Like many of you, I wasn’t aware of Baby Shark until its initially innocent — if inexcusably aggravating — theme tune was taken hostage by an inescapable internet meme in 2018. In Baby Shark VR Dancing, though, meme turns to nightmarish reality.
It is perhaps a little unfair that the original has been tainted in such a way (that is if it’s even possible to taint something already so admirably detestable), and thus I approached Baby Shark VR with a healthy dose of trepidation. But, being the professional I am playing children’s games in four-day-old “whatever, it’s quarantine” clothing, and in desperate need of a shave, I’m able to separate my expectations with those of the target market. You know, the ones VR headset makers tell you not to give VR headsets.
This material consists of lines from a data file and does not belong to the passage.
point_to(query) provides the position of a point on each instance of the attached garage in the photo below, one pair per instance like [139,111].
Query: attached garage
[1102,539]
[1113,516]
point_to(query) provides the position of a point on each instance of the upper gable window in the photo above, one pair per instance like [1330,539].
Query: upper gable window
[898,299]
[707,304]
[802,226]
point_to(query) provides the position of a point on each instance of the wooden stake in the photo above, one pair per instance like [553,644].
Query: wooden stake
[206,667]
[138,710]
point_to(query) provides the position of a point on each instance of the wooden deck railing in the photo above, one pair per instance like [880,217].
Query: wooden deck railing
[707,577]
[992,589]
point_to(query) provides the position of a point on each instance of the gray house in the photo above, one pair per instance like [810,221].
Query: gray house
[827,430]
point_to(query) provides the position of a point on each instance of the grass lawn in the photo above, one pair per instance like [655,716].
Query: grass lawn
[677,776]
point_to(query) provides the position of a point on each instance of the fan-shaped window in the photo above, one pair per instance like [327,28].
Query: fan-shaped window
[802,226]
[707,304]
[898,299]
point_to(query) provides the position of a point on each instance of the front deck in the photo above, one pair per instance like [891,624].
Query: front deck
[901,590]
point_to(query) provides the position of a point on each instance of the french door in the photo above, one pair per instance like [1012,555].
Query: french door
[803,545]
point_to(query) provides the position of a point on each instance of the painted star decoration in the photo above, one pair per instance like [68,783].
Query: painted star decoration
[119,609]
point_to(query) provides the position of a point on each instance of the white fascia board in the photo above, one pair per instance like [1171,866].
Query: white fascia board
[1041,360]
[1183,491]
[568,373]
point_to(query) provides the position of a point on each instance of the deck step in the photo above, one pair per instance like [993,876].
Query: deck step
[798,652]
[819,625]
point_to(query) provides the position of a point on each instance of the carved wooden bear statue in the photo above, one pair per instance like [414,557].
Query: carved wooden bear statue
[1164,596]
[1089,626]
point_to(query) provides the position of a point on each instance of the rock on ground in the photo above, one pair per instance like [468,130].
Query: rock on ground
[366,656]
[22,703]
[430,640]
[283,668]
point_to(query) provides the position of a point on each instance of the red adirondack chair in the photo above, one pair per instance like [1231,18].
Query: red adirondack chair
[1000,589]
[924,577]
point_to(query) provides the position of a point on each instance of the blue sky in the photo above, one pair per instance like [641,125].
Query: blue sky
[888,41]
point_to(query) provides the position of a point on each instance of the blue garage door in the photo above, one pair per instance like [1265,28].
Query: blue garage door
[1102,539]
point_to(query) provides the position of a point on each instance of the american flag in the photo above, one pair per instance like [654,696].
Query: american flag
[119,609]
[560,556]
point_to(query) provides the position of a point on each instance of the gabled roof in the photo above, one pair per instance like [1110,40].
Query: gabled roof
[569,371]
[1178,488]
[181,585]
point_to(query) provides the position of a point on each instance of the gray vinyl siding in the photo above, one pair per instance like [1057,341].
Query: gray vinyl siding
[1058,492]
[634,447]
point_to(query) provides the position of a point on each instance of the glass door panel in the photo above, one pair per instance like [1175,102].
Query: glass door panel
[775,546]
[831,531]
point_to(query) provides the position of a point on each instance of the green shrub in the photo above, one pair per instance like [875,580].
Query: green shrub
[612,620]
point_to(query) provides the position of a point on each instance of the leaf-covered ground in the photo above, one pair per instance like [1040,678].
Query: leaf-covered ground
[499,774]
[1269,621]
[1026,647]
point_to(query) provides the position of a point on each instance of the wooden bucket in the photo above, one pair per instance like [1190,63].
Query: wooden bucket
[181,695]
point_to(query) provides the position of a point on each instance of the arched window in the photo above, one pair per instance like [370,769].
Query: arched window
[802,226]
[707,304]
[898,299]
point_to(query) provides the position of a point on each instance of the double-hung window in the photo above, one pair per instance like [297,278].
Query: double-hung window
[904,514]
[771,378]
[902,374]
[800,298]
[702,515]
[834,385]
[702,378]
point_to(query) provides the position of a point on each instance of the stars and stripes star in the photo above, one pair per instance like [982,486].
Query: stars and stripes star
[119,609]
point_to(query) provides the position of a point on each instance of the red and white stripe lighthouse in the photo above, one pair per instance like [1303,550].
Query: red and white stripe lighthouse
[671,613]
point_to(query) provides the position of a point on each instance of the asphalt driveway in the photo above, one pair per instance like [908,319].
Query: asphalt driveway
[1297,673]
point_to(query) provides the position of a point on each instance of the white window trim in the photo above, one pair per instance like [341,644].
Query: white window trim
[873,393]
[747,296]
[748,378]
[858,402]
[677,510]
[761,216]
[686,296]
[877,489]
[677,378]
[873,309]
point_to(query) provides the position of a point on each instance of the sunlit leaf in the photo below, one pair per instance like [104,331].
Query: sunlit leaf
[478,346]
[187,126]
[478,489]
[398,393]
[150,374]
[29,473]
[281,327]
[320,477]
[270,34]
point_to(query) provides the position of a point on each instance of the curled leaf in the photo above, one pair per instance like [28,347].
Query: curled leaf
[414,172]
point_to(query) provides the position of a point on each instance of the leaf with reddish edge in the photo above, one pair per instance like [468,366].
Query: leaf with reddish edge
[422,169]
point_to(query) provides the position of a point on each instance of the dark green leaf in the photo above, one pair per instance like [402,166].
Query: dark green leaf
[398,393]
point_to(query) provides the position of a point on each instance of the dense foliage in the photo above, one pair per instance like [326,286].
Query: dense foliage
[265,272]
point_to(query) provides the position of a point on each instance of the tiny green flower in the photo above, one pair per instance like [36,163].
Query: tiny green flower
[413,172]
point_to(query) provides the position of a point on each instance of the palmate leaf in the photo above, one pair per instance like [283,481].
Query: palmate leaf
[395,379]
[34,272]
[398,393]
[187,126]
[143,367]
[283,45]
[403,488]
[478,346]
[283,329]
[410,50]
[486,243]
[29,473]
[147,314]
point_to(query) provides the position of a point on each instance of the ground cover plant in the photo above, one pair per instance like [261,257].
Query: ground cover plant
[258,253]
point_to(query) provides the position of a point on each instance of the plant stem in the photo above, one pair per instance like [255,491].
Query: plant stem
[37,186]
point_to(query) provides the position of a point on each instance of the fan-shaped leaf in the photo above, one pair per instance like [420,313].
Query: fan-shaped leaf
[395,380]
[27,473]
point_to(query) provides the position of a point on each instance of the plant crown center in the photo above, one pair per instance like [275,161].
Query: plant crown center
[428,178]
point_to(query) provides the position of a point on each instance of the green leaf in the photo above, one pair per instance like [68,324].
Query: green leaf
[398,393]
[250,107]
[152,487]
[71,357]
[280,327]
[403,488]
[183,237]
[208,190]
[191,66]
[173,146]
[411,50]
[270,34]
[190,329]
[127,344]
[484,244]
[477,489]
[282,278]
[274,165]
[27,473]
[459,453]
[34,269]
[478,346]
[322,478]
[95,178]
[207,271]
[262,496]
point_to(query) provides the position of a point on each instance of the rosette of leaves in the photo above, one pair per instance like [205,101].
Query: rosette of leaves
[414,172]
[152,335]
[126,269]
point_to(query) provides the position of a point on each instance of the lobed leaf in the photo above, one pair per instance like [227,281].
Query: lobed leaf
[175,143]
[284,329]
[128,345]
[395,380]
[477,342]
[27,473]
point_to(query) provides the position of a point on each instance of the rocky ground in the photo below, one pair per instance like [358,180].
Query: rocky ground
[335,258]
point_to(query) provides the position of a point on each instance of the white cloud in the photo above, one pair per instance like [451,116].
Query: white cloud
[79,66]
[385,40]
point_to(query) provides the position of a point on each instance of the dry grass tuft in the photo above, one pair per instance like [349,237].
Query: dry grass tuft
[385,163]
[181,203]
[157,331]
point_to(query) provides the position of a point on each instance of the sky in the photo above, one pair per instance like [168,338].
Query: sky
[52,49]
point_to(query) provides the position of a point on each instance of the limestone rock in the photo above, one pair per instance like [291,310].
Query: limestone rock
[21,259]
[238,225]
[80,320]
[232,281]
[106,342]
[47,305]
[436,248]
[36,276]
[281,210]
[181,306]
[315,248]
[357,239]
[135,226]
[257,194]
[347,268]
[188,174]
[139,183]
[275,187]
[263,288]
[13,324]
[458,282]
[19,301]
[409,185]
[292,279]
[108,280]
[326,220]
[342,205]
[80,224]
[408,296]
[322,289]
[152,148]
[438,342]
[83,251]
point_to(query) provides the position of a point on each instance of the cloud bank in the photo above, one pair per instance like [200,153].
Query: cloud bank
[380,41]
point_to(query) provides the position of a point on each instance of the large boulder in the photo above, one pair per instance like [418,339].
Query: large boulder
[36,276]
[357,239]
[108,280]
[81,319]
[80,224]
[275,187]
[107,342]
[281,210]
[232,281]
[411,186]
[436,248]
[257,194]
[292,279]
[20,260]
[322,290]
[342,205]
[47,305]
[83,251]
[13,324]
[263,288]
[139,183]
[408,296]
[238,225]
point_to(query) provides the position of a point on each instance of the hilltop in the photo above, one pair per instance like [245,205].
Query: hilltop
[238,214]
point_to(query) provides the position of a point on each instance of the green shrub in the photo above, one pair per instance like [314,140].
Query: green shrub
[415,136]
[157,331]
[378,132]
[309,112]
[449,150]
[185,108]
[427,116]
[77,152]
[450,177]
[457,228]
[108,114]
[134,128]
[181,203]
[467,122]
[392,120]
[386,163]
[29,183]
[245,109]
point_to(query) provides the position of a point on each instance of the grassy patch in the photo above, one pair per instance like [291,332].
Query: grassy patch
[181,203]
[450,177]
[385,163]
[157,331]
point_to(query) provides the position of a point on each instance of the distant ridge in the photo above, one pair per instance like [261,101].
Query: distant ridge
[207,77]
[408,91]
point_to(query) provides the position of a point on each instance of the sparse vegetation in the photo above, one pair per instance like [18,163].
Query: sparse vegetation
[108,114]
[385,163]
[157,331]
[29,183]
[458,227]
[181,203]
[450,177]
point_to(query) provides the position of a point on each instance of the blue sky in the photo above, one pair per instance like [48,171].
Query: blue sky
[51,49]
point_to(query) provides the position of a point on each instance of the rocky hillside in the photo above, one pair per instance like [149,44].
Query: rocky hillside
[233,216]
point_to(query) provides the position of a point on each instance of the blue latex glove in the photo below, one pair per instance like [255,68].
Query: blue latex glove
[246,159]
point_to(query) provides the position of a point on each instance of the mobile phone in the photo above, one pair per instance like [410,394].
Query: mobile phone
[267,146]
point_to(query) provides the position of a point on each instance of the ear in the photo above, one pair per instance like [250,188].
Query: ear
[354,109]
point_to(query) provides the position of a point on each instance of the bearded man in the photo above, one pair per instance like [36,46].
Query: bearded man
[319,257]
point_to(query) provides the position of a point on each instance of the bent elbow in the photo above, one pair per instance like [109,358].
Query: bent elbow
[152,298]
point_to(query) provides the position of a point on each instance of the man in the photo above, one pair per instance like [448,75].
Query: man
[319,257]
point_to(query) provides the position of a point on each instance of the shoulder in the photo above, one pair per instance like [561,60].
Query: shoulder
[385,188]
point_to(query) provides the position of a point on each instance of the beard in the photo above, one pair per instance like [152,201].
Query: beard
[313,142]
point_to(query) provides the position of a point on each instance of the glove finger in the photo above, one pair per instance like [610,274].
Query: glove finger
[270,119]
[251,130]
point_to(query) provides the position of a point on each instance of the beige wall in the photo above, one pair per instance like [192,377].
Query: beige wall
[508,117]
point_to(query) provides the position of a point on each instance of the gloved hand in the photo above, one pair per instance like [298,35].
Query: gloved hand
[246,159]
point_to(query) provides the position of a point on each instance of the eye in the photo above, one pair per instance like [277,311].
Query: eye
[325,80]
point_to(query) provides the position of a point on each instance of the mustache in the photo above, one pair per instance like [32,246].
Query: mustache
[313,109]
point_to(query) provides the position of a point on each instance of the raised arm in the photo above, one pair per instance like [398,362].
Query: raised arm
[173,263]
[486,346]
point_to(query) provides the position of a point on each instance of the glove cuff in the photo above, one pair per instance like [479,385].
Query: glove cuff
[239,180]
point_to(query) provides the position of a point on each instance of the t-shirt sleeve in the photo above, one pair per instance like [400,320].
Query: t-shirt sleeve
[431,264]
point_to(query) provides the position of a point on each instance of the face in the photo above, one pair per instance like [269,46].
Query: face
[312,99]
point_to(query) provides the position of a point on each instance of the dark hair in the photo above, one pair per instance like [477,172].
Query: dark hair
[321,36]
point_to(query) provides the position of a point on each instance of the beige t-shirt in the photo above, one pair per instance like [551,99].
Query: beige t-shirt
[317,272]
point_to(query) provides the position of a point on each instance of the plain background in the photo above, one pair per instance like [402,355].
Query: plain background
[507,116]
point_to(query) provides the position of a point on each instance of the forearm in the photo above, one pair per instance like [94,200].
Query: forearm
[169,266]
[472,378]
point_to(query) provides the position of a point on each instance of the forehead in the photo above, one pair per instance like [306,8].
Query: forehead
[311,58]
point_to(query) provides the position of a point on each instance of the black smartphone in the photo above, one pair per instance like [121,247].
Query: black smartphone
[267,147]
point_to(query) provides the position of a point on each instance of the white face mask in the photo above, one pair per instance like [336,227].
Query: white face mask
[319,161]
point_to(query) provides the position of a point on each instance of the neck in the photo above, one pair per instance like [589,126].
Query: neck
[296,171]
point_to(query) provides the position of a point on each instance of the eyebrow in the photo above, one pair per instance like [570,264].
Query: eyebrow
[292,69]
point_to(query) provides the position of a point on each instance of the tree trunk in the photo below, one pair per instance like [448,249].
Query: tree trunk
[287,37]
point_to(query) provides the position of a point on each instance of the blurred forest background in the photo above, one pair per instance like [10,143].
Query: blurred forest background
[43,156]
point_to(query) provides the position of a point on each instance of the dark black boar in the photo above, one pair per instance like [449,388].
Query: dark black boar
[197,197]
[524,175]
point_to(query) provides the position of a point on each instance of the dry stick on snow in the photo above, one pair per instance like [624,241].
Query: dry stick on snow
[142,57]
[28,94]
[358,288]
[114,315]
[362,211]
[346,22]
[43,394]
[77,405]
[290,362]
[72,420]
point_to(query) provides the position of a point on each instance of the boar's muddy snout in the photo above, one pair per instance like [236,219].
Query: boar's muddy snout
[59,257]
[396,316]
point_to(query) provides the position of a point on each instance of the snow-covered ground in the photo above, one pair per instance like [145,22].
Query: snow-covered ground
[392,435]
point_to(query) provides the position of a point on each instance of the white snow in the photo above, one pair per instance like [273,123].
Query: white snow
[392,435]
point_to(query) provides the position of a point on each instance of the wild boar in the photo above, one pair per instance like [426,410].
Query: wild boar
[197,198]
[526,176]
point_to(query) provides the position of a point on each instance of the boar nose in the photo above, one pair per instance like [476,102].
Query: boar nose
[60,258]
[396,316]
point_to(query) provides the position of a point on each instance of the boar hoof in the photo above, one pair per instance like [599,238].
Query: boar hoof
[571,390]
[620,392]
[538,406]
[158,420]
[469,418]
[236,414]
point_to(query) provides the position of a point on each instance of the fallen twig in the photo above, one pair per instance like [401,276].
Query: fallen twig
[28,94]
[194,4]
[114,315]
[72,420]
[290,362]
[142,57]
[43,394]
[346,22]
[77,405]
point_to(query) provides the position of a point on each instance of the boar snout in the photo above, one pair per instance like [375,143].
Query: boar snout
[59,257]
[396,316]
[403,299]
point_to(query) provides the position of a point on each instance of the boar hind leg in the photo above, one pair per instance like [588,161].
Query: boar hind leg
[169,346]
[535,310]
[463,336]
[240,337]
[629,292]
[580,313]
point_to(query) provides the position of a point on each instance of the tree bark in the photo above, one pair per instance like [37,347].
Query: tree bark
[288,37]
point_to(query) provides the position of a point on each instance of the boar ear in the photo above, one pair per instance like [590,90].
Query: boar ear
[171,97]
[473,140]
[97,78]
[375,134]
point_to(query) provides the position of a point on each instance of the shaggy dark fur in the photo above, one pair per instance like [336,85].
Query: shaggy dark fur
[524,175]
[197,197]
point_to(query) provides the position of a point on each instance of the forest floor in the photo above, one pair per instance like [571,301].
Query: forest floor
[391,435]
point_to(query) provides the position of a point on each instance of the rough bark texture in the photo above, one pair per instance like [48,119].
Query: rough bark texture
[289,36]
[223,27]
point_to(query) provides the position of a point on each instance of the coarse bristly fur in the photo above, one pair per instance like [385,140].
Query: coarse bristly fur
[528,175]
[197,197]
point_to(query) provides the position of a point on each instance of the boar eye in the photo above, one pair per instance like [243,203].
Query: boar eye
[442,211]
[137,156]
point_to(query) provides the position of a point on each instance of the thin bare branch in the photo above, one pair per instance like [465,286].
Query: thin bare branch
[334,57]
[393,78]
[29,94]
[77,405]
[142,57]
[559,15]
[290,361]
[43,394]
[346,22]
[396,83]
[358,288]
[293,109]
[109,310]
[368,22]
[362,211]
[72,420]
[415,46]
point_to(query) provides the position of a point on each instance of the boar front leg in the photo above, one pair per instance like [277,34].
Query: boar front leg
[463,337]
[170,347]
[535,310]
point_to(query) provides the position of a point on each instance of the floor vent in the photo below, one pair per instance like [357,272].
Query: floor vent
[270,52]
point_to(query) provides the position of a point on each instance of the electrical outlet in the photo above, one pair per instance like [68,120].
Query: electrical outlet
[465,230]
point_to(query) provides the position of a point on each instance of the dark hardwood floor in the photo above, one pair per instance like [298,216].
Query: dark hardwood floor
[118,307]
And that’s the kicker here. We’ve seen some attempts at kid-friendly VR in the past, but it has to be said that Baby Shark seems like an especially young age to skew for a game, especially considering that it’s only appearing on PC VR headsets right now. All jokes aside, I’ll reluctantly admit what’s here is well-made, it just resurrects the question of if this type of VR content should exist, at least right now.
Baby Shark VR Dancing is comprised of two parts. Firstly there is, yes, the bit where everyone sings at you with hatefully happy smiles in ear-shattering high-pitched squeals. It’s a singalong with subtitles and you can blow bubbles from two water guns. The visuals are sharp and the animation is silky smooth, making for a surprisingly well-produced product. It’s the VR equivalent of the two-minute YouTube videos you’ll leave a toddler to cycle through just to finally, please god, get a moment’s rest.
The second part of the package is decidedly weirder. It’s essentially a VR boss fight; a giant octopus arrives to capture your friends and you fight back by shooting bubbles from those water guns at it. Again, it’s all well-made, but more than a little troubling that this is essentially a first-person shooter for tots. At least other VR games for kids like Schell Games’ Water Bears VR go for more positive developmental mechanics; this seems to be setting you up for a life of drinking Monster Energy and developing an online alter ego comprised of numbers and the letter z.
At $9.99, Baby Shark VR Dancing isn’t asking a lot from you and what’s here is genuinely well-made, if a little insufferable to the more mature mind. But the point remains that many VR headsets makers set an age limit of 13 for use. This appeals to a much younger audience, one that I certainly wouldn’t be comfortable leaving inside an Oculus Rift or Valve Index, especially when they’re essentially playing a shooter with training wheels. As tempting a lockdown distraction this may seem for families, I’d exercise extreme caution all the same.
Baby Shark VR Dancing is out now on SteamVR.